Von Dipl.-Kfm. Carsten Rullmann, Salzgitter-Bad | Thorsten Winter, Salzgitter-Bad

Die überwiegende Anzahl der Firmenchefs (87 %) sehen im digitalen Wandel eine Chance, so das Ergebnis einer Umfrage des Bundesverbands der Informationswirtschaft, Telekommunikation und neue Medien (Bitkom) unter mehr als 1 100 Betrieben. Nur 11 % betrachten die damit verbundenen Veränderungen als Risiko.

Dass sich Investitionen in die Digitalisierung der Büro- und Verwaltungsprozesse auszahlen, bestätigen die Erfahrungen jener, die diesen Weg bereits beschritten haben. So sagen 74 % der Befragten, die Einführung neuer Software-Lösungen habe sich positiv auf die Performance ihrer internen Prozesse ausgewirkt.

Probleme sehen vor allem kleinere Betriebe in den aus ihrer Sicht hohen Investitionskosten sowie einem Mangel an Fachpersonal, dass die Digitalisierung vorantreiben könnte. Außerdem fürchten viele Unternehmer, dass mit der Digitalisierung auch das Risiko wachse und dass Daten in falsche Hände geraten oder ganz verlorengehen.

Welche Folge hat nun die Digitalisierung im Steuerrecht?

Die Digitalisierung allgemein bedeutet vor allem Zeitersparnis und ist in der globalisierten Welt nicht mehr wegzudenken. Auch im Besteuerungsverfahren ist die Digitalisierung bereits gelebte Praxis. Schon heute läuft die Kommunikation zwischen den Finanzämtern und Steuerpflichtigen routiniert digital. Das belegen auch die aktuellen Zahlen: 2015 gab es fast 2 Millionen E-Bilanzen und rund 20 Millionen elektronisch übermittelte Einkommensteuererklärungen. Es gibt also eine breite Akzeptanz für digitale Prozesse.

Der Bundesrat stimmt dem Gesetz zur Modernisierung des Besteuerungsverfahrens zu.

Besteuerungsverfahren 2.0

Die durchschnittlich zu erwartende Arbeitszeit der niedersächsischen Finanzämter für Steuererklärungen beträgt derzeit ca. 58 Tage. In Einzelfällen kann die Bearbeitungszeit allerdings deutlich länger ausfallen. Verbunden mit der demografischen Entwicklung, die auch bei den Finanzbehörden zu einem geringeren Personalstand führen wird, ergibt sich zukünftig umso mehr die Notwendigkeit einer wirtschaftlicheren und effizienteren Bearbeitung der Abläufe des Besteuerungsverfahrens.

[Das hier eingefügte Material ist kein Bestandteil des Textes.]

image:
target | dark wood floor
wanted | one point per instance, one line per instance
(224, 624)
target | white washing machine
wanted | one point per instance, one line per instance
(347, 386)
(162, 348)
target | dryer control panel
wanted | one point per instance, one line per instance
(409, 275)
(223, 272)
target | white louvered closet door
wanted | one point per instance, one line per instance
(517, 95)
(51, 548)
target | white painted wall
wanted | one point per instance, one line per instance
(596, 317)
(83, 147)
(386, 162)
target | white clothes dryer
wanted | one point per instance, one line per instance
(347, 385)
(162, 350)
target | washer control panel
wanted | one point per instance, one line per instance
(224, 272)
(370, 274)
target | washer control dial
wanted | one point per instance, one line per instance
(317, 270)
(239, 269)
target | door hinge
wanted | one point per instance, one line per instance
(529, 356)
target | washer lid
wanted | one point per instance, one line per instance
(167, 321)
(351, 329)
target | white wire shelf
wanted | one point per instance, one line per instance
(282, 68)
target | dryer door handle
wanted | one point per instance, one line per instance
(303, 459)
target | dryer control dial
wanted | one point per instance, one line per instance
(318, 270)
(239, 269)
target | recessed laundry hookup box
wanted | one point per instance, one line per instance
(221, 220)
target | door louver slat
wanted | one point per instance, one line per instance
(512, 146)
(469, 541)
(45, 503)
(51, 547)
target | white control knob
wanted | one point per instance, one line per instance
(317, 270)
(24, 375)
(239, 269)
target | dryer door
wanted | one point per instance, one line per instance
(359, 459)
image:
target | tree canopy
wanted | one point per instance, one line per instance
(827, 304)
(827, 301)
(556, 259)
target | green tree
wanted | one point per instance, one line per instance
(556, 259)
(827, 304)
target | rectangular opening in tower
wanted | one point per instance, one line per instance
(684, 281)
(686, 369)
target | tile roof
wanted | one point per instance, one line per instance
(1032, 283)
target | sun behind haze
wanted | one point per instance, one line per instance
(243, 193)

Die fortschreitende Technisierung und Digitalisierung aller Lebensbereiche, eine zunehmende globale wirtschaftliche Verflechtung und die demografische Entwicklung zu einer alternden Gesellschaft und abnehmenden Bevölkerungszahl stellen auch den Steuervollzug vor große Herausforderungen. Zum dauerhaften Erhalt eines Besteuerungsverfahrens, das weiterhin zeitgemäß ist und effizient seine Aufgaben erfüllt, sind deshalb Maßnahmen zur technischen, organisatorischen und rechtlichen Modernisierung erforderlich. Idealerweise geht dies mit Vereinfachungen und dem Abbau von Bürokratie bei den Steuerpflichtigen einher, beispielhaft seien hier Vereinfachungspotenziale im Kontext der vorausgefüllten Steuererklärung genannt.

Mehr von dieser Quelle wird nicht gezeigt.